Using Delay Equations

RTC-Tools supports using delay equations. This works for both optimization and simulation problems, although for simulation, this currently only works for a constant delay time and a constant timestep size.

To illustrate the use of delay equations, we consider the following integrator-delay model.

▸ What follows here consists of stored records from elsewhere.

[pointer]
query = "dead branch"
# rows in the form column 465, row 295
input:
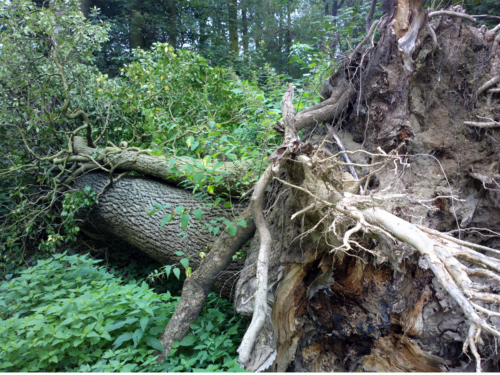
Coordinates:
column 369, row 17
column 261, row 308
column 452, row 14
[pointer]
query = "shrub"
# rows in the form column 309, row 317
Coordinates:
column 67, row 314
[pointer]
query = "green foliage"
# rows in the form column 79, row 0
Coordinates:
column 212, row 343
column 40, row 48
column 67, row 314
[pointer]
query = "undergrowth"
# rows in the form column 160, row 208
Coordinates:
column 66, row 314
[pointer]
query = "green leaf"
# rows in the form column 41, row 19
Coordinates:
column 168, row 269
column 167, row 218
column 189, row 340
column 154, row 343
column 120, row 340
column 185, row 221
column 198, row 214
column 189, row 168
column 232, row 230
column 185, row 263
column 177, row 273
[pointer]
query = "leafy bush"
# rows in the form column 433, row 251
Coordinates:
column 66, row 314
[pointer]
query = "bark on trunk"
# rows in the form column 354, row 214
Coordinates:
column 85, row 7
column 172, row 28
column 333, row 311
column 233, row 25
column 196, row 288
column 136, row 38
column 244, row 27
column 336, row 313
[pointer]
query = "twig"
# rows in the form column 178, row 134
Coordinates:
column 452, row 14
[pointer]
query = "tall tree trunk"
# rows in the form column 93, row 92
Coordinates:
column 233, row 25
column 172, row 27
column 85, row 7
column 244, row 26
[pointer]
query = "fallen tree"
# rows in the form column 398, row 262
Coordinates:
column 348, row 274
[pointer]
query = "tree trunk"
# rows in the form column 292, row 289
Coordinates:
column 85, row 7
column 233, row 25
column 336, row 6
column 244, row 27
column 388, row 309
column 172, row 27
column 122, row 213
column 288, row 39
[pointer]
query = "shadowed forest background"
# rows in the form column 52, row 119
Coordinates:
column 141, row 141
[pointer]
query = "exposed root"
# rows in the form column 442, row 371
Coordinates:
column 493, row 124
column 488, row 84
column 450, row 13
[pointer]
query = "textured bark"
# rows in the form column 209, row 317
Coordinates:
column 122, row 213
column 339, row 313
column 85, row 7
column 172, row 17
column 244, row 27
column 196, row 288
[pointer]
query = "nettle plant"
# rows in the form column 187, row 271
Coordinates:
column 74, row 205
column 66, row 314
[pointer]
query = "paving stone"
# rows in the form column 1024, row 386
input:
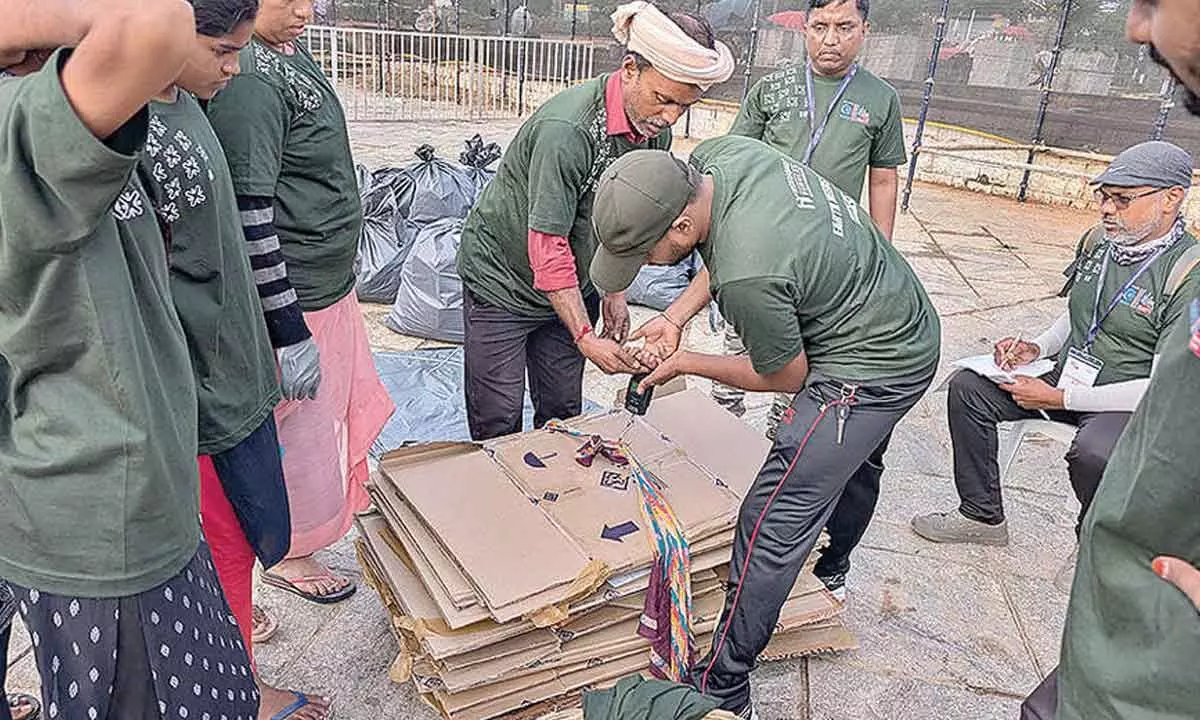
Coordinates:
column 941, row 622
column 845, row 691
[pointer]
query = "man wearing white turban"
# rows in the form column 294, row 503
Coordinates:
column 527, row 245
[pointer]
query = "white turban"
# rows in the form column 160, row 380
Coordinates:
column 647, row 31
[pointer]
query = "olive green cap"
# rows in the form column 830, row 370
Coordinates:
column 637, row 199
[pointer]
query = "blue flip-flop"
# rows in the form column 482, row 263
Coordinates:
column 300, row 703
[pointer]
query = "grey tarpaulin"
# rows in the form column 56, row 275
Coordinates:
column 430, row 299
column 427, row 389
column 659, row 286
column 385, row 238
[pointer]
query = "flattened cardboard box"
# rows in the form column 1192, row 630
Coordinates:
column 523, row 521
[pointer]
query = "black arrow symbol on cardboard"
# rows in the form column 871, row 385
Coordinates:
column 534, row 461
column 617, row 533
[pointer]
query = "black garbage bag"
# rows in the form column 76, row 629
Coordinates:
column 429, row 303
column 441, row 189
column 659, row 286
column 384, row 240
column 477, row 156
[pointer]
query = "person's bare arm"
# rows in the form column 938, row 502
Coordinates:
column 735, row 371
column 883, row 185
column 664, row 331
column 126, row 51
column 607, row 354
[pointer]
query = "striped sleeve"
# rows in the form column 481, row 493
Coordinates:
column 281, row 309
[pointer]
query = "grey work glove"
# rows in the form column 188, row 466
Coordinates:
column 300, row 370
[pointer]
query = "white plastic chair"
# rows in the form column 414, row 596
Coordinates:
column 1012, row 435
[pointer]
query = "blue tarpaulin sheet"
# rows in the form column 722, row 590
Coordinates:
column 427, row 389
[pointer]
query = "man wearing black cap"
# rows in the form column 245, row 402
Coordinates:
column 1132, row 281
column 1132, row 642
column 828, row 310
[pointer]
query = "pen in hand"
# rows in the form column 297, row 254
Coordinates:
column 1007, row 358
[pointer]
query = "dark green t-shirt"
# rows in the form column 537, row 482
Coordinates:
column 210, row 275
column 865, row 130
column 99, row 489
column 1132, row 642
column 545, row 183
column 1134, row 331
column 285, row 137
column 797, row 265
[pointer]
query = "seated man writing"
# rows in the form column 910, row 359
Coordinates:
column 1132, row 280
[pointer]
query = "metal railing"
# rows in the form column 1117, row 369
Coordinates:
column 390, row 76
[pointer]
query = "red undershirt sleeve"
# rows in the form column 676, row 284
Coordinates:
column 552, row 263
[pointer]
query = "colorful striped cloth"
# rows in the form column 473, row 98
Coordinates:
column 666, row 618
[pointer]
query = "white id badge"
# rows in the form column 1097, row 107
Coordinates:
column 1080, row 371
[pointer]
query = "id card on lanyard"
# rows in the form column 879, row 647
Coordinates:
column 819, row 130
column 1083, row 369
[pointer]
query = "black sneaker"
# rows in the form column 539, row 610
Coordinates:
column 835, row 583
column 748, row 713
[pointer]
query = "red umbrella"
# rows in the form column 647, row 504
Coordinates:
column 792, row 19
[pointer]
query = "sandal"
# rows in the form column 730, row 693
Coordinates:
column 300, row 703
column 19, row 701
column 279, row 581
column 264, row 627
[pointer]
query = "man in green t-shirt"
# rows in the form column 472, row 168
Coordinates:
column 1132, row 282
column 528, row 305
column 831, row 313
column 244, row 502
column 1132, row 642
column 833, row 115
column 100, row 537
column 286, row 141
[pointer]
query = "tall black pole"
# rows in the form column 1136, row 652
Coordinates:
column 1044, row 105
column 1164, row 111
column 931, row 73
column 751, row 49
column 687, row 119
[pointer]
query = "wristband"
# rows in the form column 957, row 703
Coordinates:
column 670, row 319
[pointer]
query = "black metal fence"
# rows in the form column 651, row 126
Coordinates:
column 1039, row 72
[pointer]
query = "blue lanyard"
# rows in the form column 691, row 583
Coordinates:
column 819, row 130
column 1097, row 318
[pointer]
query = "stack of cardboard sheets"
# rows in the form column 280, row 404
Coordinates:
column 516, row 577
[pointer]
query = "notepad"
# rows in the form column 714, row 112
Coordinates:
column 985, row 366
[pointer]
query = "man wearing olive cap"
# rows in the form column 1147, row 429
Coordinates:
column 828, row 310
column 528, row 306
column 1131, row 282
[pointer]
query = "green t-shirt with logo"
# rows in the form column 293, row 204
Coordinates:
column 545, row 183
column 99, row 486
column 864, row 131
column 797, row 265
column 210, row 275
column 1134, row 331
column 285, row 137
column 1132, row 640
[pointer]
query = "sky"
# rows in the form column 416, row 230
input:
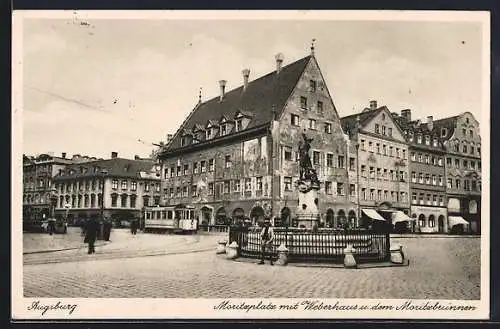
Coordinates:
column 93, row 86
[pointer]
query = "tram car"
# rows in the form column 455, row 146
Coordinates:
column 175, row 219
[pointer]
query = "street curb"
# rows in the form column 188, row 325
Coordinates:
column 56, row 250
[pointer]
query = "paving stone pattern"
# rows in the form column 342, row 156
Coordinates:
column 440, row 268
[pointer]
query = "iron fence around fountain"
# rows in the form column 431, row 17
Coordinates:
column 321, row 245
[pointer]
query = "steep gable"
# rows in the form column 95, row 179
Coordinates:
column 257, row 100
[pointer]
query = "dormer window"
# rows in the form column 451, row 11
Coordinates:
column 239, row 125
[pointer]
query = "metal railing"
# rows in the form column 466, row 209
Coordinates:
column 322, row 245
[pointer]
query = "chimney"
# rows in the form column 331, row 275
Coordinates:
column 279, row 61
column 222, row 84
column 406, row 114
column 246, row 74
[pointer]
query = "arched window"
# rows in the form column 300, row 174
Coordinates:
column 432, row 221
column 421, row 220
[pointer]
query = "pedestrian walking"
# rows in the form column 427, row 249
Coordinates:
column 267, row 241
column 91, row 232
column 107, row 229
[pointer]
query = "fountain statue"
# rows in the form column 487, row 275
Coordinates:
column 308, row 186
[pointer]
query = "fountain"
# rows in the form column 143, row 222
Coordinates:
column 307, row 213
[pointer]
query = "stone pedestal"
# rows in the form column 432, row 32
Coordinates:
column 221, row 247
column 282, row 255
column 307, row 210
column 349, row 260
column 397, row 256
column 232, row 250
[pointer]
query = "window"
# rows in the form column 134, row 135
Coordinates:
column 228, row 162
column 248, row 184
column 328, row 128
column 316, row 158
column 328, row 187
column 341, row 161
column 288, row 183
column 363, row 171
column 320, row 107
column 329, row 160
column 258, row 183
column 352, row 163
column 340, row 188
column 287, row 153
column 303, row 102
column 223, row 129
column 236, row 185
column 239, row 125
column 312, row 86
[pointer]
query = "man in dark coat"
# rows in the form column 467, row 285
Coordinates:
column 91, row 232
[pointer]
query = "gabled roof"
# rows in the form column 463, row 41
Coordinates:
column 259, row 98
column 349, row 122
column 117, row 167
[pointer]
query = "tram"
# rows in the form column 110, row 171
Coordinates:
column 176, row 219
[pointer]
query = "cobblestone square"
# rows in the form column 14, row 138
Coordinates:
column 187, row 267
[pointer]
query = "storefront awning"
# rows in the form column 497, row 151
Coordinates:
column 399, row 216
column 457, row 220
column 373, row 214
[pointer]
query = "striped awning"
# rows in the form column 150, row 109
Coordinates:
column 373, row 214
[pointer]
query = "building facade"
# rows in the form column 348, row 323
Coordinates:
column 382, row 157
column 38, row 188
column 236, row 155
column 127, row 186
column 462, row 142
column 427, row 173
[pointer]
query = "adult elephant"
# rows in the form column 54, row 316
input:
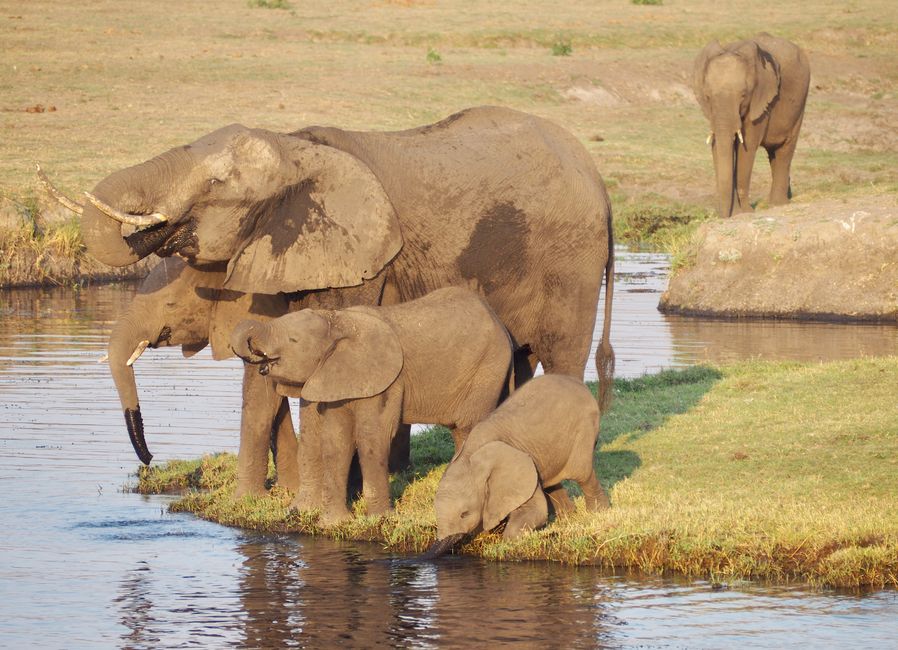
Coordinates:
column 180, row 305
column 501, row 201
column 753, row 92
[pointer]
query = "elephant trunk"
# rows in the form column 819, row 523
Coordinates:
column 125, row 339
column 442, row 546
column 725, row 169
column 136, row 190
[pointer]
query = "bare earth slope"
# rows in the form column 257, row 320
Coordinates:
column 833, row 260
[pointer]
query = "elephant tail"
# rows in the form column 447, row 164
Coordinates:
column 605, row 353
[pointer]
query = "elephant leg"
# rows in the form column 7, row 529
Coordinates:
column 307, row 495
column 533, row 514
column 560, row 500
column 376, row 421
column 260, row 407
column 401, row 449
column 284, row 445
column 780, row 166
column 337, row 447
column 745, row 160
column 593, row 492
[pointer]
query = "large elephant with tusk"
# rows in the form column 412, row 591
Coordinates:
column 180, row 305
column 753, row 93
column 500, row 201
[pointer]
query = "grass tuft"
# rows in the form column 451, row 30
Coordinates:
column 758, row 470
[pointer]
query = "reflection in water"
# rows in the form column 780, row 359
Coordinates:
column 86, row 565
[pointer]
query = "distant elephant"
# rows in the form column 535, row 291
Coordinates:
column 753, row 92
column 441, row 359
column 499, row 201
column 180, row 305
column 544, row 433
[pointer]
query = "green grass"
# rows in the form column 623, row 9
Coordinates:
column 771, row 471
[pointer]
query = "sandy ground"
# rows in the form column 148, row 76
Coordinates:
column 90, row 87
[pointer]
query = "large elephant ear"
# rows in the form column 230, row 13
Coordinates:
column 331, row 225
column 767, row 84
column 231, row 307
column 511, row 479
column 364, row 359
column 711, row 50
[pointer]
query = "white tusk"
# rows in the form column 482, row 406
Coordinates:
column 56, row 194
column 137, row 352
column 139, row 220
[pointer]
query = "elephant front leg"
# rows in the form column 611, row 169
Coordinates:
column 285, row 448
column 260, row 407
column 376, row 421
column 533, row 514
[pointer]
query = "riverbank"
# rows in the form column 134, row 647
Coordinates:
column 830, row 260
column 766, row 471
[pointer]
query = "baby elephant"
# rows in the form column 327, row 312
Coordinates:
column 544, row 433
column 441, row 359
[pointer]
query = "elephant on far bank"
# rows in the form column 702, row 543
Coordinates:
column 545, row 433
column 753, row 93
column 180, row 305
column 441, row 359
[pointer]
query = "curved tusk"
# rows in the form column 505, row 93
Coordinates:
column 137, row 352
column 56, row 194
column 139, row 220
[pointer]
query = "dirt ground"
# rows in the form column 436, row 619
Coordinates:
column 830, row 260
column 90, row 87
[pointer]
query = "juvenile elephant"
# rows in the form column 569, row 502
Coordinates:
column 441, row 359
column 753, row 92
column 180, row 305
column 544, row 433
column 508, row 204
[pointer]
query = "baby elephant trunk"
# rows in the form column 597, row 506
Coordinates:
column 442, row 546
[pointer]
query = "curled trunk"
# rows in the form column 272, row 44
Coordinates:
column 139, row 190
column 124, row 339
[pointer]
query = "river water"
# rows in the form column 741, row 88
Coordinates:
column 85, row 564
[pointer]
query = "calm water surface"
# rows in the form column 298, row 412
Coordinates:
column 86, row 565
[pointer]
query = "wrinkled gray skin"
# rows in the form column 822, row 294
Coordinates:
column 759, row 87
column 180, row 305
column 499, row 201
column 441, row 359
column 544, row 433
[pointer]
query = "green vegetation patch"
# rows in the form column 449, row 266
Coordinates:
column 759, row 470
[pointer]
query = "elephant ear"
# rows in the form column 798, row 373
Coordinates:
column 511, row 479
column 331, row 224
column 767, row 84
column 711, row 50
column 231, row 307
column 364, row 359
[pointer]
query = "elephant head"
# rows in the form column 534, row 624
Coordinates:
column 478, row 490
column 322, row 356
column 176, row 305
column 735, row 86
column 283, row 213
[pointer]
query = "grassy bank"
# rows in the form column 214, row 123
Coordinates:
column 91, row 88
column 771, row 471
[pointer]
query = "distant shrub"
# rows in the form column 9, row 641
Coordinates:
column 562, row 48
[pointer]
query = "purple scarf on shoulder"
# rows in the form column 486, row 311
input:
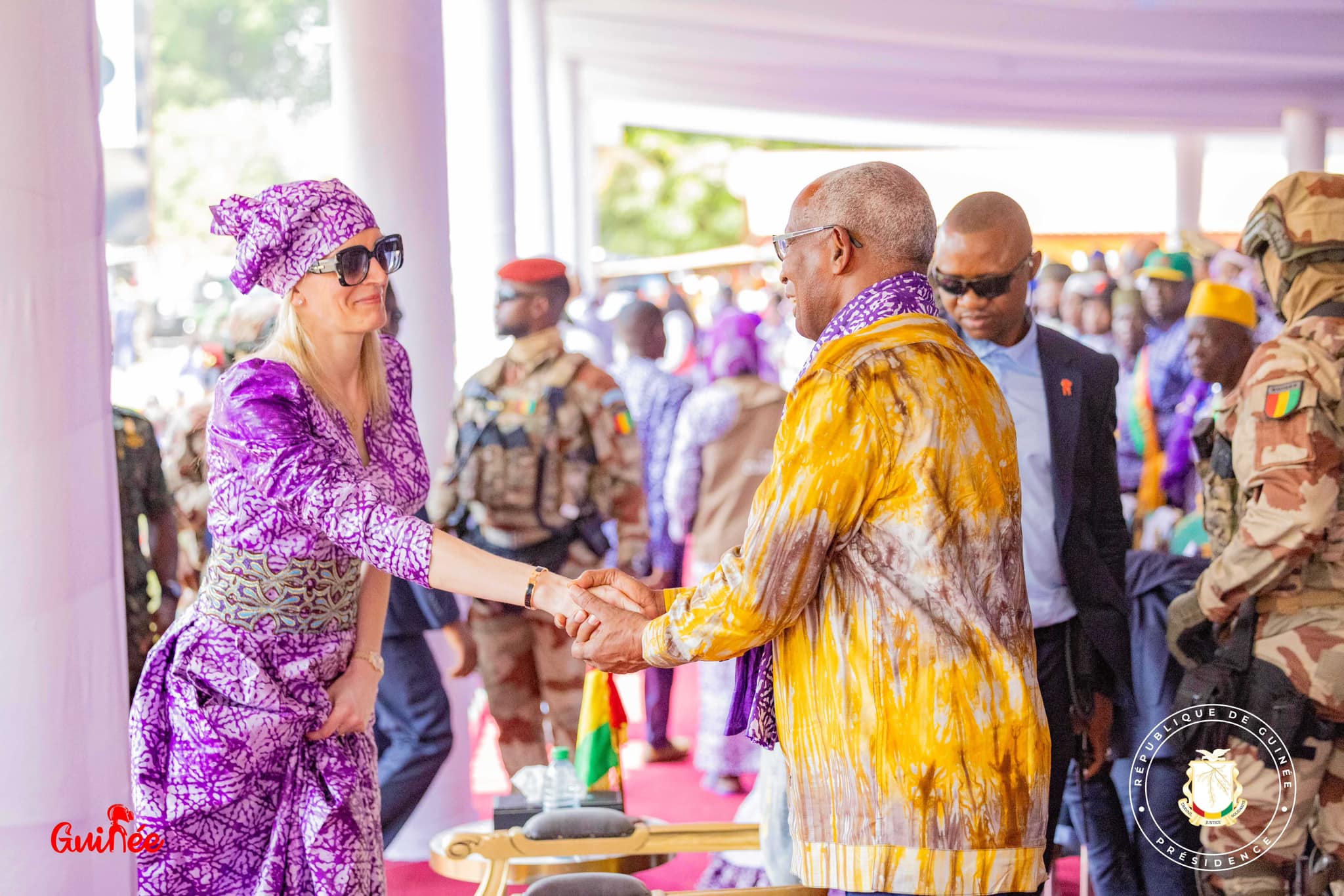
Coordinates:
column 753, row 691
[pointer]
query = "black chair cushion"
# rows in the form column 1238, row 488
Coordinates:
column 576, row 824
column 591, row 884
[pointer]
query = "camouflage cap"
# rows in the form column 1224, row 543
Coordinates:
column 1297, row 225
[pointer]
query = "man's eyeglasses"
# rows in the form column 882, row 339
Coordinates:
column 351, row 265
column 781, row 241
column 987, row 288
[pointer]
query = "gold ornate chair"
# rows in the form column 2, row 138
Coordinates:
column 597, row 833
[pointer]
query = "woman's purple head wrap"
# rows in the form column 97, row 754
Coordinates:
column 732, row 347
column 287, row 228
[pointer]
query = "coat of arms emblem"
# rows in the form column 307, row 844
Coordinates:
column 1213, row 793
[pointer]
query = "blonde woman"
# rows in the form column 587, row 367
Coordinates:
column 253, row 755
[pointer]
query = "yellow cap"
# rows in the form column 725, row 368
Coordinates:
column 1223, row 301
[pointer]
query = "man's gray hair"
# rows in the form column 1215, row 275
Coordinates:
column 883, row 207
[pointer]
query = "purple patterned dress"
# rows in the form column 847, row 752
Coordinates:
column 220, row 766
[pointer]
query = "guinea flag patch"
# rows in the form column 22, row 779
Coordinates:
column 1282, row 399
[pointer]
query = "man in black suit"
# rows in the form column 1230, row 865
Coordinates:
column 1062, row 397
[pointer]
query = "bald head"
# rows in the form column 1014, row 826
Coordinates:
column 878, row 223
column 640, row 328
column 882, row 205
column 983, row 265
column 990, row 211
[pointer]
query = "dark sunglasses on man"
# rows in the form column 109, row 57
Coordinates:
column 351, row 265
column 987, row 288
column 510, row 293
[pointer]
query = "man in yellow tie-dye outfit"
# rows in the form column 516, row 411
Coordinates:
column 878, row 600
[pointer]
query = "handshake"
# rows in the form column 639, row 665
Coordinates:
column 605, row 613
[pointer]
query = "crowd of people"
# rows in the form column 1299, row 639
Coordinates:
column 941, row 577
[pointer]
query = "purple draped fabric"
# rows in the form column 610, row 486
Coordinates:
column 220, row 766
column 287, row 228
column 753, row 691
column 732, row 347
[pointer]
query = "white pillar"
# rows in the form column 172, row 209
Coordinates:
column 1304, row 140
column 65, row 755
column 396, row 159
column 1190, row 183
column 585, row 182
column 531, row 131
column 573, row 165
column 564, row 184
column 497, row 129
column 394, row 85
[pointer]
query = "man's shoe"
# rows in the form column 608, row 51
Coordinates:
column 675, row 750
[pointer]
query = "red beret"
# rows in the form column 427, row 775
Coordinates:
column 531, row 270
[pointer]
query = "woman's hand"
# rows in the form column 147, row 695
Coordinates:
column 618, row 589
column 352, row 702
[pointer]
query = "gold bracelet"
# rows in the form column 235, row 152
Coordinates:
column 371, row 659
column 531, row 586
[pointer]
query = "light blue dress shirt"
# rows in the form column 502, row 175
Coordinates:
column 1018, row 371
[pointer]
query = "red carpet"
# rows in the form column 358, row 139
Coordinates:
column 668, row 792
column 665, row 792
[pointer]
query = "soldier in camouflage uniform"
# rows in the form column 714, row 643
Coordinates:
column 143, row 492
column 541, row 453
column 1277, row 524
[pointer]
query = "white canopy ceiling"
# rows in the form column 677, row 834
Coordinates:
column 1082, row 64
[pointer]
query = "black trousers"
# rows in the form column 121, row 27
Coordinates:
column 1053, row 676
column 411, row 725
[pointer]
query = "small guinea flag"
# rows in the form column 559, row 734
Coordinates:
column 601, row 733
column 1281, row 401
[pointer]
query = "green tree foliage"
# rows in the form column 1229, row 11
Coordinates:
column 664, row 192
column 233, row 79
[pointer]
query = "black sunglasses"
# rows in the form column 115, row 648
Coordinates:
column 986, row 288
column 351, row 265
column 509, row 295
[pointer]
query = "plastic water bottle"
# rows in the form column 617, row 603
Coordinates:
column 561, row 786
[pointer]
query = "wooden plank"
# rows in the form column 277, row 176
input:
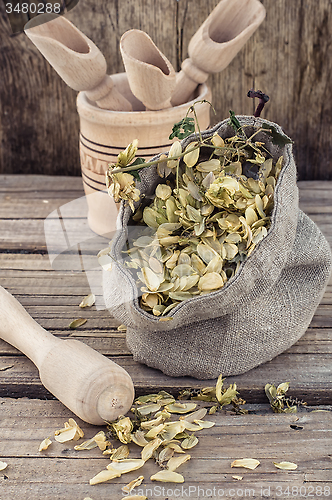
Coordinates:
column 111, row 342
column 292, row 41
column 61, row 472
column 310, row 377
column 22, row 217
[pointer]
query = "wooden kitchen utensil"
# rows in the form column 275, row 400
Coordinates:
column 76, row 59
column 216, row 43
column 150, row 74
column 92, row 386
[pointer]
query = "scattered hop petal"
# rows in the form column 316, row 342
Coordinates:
column 132, row 485
column 167, row 476
column 163, row 191
column 175, row 462
column 148, row 450
column 247, row 463
column 88, row 301
column 77, row 323
column 208, row 166
column 104, row 475
column 196, row 415
column 285, row 465
column 45, row 444
column 205, row 424
column 125, row 465
column 71, row 431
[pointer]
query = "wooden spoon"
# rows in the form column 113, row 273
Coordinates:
column 216, row 43
column 76, row 59
column 93, row 387
column 150, row 74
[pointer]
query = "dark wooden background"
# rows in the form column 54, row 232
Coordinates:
column 289, row 58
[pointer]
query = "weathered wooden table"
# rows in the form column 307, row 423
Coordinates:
column 28, row 413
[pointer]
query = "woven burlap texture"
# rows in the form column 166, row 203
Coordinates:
column 264, row 309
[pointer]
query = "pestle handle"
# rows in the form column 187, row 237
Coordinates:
column 216, row 43
column 93, row 387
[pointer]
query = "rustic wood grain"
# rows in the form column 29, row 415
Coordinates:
column 288, row 58
column 52, row 295
column 61, row 472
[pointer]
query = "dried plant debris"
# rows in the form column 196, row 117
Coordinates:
column 211, row 209
column 279, row 402
column 247, row 463
column 132, row 485
column 71, row 431
column 167, row 476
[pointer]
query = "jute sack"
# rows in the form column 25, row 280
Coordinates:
column 264, row 309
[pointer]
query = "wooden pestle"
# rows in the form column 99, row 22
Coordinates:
column 150, row 74
column 90, row 385
column 76, row 59
column 216, row 43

../../_images/integrator_delay_modelica.png
model Example
  parameter Integer delay_hours = 24.0;
  Deltares.ChannelFlow.SimpleRouting.BoundaryConditions.Inflow control_inflow annotation(
    Placement(visible = true, transformation(origin = {-80, 0}, extent = {{-10, -10}, {10, 10}}, rotation = 0)));
  Deltares.ChannelFlow.SimpleRouting.BoundaryConditions.Inflow external_inflow annotation(
    Placement(visible = true, transformation(origin = {0, 40}, extent = {{-10, -10}, {10, 10}}, rotation = 0)));
  Deltares.ChannelFlow.SimpleRouting.Branches.Delay delay_component(duration = delay_hours * 3600) annotation(
    Placement(visible = true, transformation(origin = {-38, 0}, extent = {{-10, -10}, {10, 10}}, rotation = 0)));
  Deltares.ChannelFlow.SimpleRouting.Branches.Integrator integrator(n_QLateral = 1) annotation(
    Placement(visible = true, transformation(origin = {2, 0}, extent = {{-10, -10}, {10, 10}}, rotation = 0)));
  Deltares.ChannelFlow.SimpleRouting.BoundaryConditions.Terminal outflow annotation(
    Placement(visible = true, transformation(origin = {42, 0}, extent = {{-10, -10}, {10, 10}}, rotation = 0)));
  input Modelica.SIunits.VolumeFlowRate Q_in(fixed = true);
  input Modelica.SIunits.VolumeFlowRate Q_out(fixed = true);
  input Modelica.SIunits.VolumeFlowRate Q_control(fixed = false);
  output Modelica.SIunits.Volume V_integrator;
equation
  // connect(control_inflow.QOut, integrator.QIn);
  connect(control_inflow.QOut, delay_component.QIn) annotation(
    Line(points = {{-72, 0}, {-46, 0}}));
  connect(delay_component.QOut, integrator.QIn) annotation(
    Line(points = {{-30, 0}, {-6, 0}}));
  connect(external_inflow.QOut, integrator.QLateral[1]) annotation(
    Line(points = {{8, 40}, {6, 40}, {6, 8}}));
  connect(integrator.QOut, outflow.QIn) annotation(
    Line(points = {{10, 0}, {34, 0}}));
  Q_control = control_inflow.Q;
  Q_in = external_inflow.Q;
  Q_out = outflow.Q;
  V_integrator = integrator.V;
end Example;

This model describes two inflows that come together. One of the inflows can be controlled and has a delay of 24 hours before joining the other inflow.

For the optimization problem, the goal is to keep the volume at a constant level of 400,000 cubic meter. The problem is given below.

class ExampleOpt(CSVMixinOpt, ModelicaMixin, CollocatedIntegratedOptimizationProblem):
    """
    An optimization problem example containing a delay component
    """

    def __init__(self, **kwargs):
        super().__init__(model_name="Example", **kwargs)

    def path_objective(self, ensemble_member):
        # The goal is that the volume stays as close to v_ideal as possible.
        del ensemble_member
        v_ideal = 400000
        return (self.state("integrator.V") - v_ideal) ** 2

The desired outflow is set to be 1.0 cubic meter / second. The fixed inflow is ususally 0.0 except at a few moments. To get the desired output, the ideal controllable inflow is the outflow minus the fixed inflow shifted 24 hours in advance. The results are illustrated in the plot below.

(Source code, svg, png)

../../_images/integrator_delay.svg

Note that the control inflow is 0.0 in the last 24 hours. The reason is that these values do not impact the outflow for the given time period anymore, due to the delay time of 24 hours.

For the simulation problem, we use the same model, but the control inflow is now given as input and is the same as the optimized inflow given by optimization problem. The simulation problem is given below.

class ExampleSim(CSVMixinSim, SimulationProblem):
    """
    A simulation problem example containing a delay component
    """

    timeseries_import_basename = "timeseries_import_simulation"
    timeseries_export_basename = "timeseries_export_simulation"

    def __init__(self, **kwargs):
        dt_hours = 12
        dt = dt_hours * 3600
        super().__init__(model_name="Example", fixed_dt=dt, **kwargs)

Note that for the simulation problem, we have to set the option fixed_dt. This is because currently optimization problems with delay equations only work for a fixed timestep size.

Since the model and inputs are the same, the volume output is exactly the same for both the simulation and optimization problem.